On the glass slides treated with hexyl-PVP, 94 percent to 99 percent of the Staphylococcus organisms were killed. For Pseudomonas and E. coli, the kill rate was consistently at 99 percent.
Tiller said the polymer kills bacteria by a powerful chemical-electrical action.
"It is a polymer with permanent positive charge," said Tiller. "This positive charge destroys the bacteria cell walls and membranes."
Tiller said the kill mechanism probably would not allow bacteria to develop a resistance, as can happen with antibiotics, he said.
"It is a chemical kill," he said. "For them to develop resistance, the bacteria would have to change their whole composition, and I don't think this can be done."
Most of the nation's antibiotic resistance experts were attending Monday's general meeting of the American Society for Microbiology in Orlando, Fla., and could not be reached for comment.

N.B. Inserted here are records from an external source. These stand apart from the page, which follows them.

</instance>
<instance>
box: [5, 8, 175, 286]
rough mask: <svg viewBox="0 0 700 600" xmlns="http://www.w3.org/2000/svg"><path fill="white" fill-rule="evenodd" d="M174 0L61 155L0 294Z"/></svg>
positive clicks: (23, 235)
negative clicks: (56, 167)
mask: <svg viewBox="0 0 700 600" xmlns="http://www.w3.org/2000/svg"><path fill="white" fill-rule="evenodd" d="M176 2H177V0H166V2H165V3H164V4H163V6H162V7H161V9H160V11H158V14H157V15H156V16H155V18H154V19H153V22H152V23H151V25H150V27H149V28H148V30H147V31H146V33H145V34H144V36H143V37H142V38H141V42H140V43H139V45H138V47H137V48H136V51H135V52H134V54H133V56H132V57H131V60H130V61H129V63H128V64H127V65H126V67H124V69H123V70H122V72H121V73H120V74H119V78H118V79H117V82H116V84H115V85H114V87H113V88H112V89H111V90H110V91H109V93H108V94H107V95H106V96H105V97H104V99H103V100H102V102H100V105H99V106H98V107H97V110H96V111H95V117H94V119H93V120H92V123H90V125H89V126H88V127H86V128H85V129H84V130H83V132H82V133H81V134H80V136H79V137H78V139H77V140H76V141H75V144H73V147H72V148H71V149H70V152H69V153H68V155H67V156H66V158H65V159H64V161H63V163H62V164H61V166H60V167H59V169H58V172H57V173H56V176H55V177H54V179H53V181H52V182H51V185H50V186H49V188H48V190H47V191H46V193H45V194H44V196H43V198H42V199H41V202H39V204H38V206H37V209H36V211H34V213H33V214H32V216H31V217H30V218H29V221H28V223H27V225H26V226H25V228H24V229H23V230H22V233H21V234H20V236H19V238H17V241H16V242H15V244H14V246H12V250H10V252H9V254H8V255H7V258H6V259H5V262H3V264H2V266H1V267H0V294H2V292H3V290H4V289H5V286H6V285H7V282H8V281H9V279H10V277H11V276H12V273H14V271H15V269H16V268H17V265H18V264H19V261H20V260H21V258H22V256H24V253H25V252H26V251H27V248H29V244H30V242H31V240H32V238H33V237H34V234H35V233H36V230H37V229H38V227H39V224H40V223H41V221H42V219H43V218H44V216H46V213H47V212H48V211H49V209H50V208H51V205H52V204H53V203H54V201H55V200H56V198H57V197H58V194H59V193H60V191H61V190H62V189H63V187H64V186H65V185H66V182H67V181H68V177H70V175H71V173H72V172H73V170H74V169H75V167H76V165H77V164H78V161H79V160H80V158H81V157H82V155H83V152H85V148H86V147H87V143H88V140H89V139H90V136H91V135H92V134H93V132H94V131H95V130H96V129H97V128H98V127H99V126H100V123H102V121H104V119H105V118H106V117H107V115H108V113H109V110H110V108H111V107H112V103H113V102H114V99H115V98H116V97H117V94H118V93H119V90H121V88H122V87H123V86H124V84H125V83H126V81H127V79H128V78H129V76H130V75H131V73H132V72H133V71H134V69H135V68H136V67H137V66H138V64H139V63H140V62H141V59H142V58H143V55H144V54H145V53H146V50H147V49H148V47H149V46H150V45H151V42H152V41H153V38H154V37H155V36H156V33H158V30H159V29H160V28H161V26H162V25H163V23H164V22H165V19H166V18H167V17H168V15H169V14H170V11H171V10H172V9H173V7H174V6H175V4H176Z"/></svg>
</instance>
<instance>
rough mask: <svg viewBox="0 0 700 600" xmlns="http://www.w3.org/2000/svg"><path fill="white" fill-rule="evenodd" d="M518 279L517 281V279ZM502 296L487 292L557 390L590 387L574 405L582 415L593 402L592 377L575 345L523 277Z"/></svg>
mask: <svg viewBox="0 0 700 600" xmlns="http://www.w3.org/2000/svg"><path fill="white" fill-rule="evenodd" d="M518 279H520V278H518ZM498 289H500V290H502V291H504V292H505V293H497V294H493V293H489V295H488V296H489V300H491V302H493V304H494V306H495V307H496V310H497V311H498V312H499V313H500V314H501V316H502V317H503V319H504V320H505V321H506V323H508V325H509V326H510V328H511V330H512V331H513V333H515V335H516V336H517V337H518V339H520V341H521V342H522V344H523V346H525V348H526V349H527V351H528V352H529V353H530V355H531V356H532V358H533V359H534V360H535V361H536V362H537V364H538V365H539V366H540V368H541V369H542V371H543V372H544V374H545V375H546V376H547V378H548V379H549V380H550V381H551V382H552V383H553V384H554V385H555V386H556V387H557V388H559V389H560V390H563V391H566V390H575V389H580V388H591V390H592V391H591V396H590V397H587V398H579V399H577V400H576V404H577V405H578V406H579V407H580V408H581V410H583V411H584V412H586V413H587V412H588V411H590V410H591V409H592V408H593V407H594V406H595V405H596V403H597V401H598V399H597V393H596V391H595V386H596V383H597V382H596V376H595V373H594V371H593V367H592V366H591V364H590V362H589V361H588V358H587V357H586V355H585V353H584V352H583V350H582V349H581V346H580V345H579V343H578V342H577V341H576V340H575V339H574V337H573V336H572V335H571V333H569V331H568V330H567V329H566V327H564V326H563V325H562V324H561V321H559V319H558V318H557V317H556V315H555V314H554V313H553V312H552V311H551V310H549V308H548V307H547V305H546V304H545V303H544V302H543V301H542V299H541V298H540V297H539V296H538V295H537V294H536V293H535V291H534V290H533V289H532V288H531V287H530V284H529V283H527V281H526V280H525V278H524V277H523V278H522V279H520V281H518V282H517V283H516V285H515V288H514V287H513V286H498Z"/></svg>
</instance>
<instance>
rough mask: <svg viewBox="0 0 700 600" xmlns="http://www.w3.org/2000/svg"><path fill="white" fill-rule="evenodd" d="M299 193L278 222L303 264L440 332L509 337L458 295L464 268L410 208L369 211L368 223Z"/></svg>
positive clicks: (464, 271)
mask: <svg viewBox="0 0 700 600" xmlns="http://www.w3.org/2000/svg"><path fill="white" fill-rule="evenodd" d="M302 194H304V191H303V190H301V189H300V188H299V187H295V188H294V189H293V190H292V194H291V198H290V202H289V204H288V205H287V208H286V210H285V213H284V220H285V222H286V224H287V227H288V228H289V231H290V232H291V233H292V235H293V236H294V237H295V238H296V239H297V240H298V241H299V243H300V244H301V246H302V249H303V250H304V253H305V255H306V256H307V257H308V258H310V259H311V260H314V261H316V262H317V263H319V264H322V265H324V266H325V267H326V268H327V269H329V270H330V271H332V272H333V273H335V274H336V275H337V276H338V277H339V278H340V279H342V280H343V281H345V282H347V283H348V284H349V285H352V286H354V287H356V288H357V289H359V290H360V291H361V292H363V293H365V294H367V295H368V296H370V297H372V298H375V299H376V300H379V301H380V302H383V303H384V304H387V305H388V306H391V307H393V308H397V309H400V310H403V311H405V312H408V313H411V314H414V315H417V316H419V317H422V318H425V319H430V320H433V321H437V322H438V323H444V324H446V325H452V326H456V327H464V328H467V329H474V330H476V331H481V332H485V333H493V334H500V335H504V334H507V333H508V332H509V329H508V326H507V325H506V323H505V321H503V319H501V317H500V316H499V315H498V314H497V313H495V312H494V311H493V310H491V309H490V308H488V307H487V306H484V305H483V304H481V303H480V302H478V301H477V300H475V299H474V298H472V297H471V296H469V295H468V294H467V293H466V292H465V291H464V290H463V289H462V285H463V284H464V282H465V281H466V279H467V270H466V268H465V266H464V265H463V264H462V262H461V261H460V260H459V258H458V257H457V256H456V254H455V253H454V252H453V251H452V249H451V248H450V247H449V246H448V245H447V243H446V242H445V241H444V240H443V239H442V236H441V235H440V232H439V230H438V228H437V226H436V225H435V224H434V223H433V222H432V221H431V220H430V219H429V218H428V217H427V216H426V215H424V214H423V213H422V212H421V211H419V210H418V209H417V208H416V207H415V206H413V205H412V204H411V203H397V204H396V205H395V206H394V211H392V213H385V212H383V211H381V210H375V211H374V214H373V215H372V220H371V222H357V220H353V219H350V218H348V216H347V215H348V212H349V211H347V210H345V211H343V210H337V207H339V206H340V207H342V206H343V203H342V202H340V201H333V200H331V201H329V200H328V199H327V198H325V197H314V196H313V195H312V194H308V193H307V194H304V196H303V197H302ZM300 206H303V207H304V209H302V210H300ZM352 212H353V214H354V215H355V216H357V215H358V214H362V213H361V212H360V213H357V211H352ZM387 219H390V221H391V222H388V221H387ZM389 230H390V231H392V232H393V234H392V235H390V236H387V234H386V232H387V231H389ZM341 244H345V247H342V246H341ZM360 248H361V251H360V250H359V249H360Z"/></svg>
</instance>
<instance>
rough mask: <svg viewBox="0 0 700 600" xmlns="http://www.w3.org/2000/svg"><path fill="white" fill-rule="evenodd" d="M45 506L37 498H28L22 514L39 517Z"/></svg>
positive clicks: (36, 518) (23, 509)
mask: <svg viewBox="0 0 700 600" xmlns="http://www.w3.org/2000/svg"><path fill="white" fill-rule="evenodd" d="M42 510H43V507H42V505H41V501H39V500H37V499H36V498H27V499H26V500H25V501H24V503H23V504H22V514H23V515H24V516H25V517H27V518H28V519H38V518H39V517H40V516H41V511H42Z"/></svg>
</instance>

To test the polymer for toxicity, Tiller said the researchers put mouse cells on a coated surface.
"The mouse cells grew, but this is only the first test," he said. "As long as the polymer remains attached to a surface, it should not be toxic" to humans.
The anti-bacterial coating, said Tiller, could be incorporated into the manufacturing process so that the surface of many products could be permanently sterile.
He said the surfaces would require periodic washing to remove dead bacteria that float out of the air and land on the killing surface.
Tiller and his co-authors hold a patent on the chemical coating but are not involved in any effort to bring the germ-killing technology to the market, he said.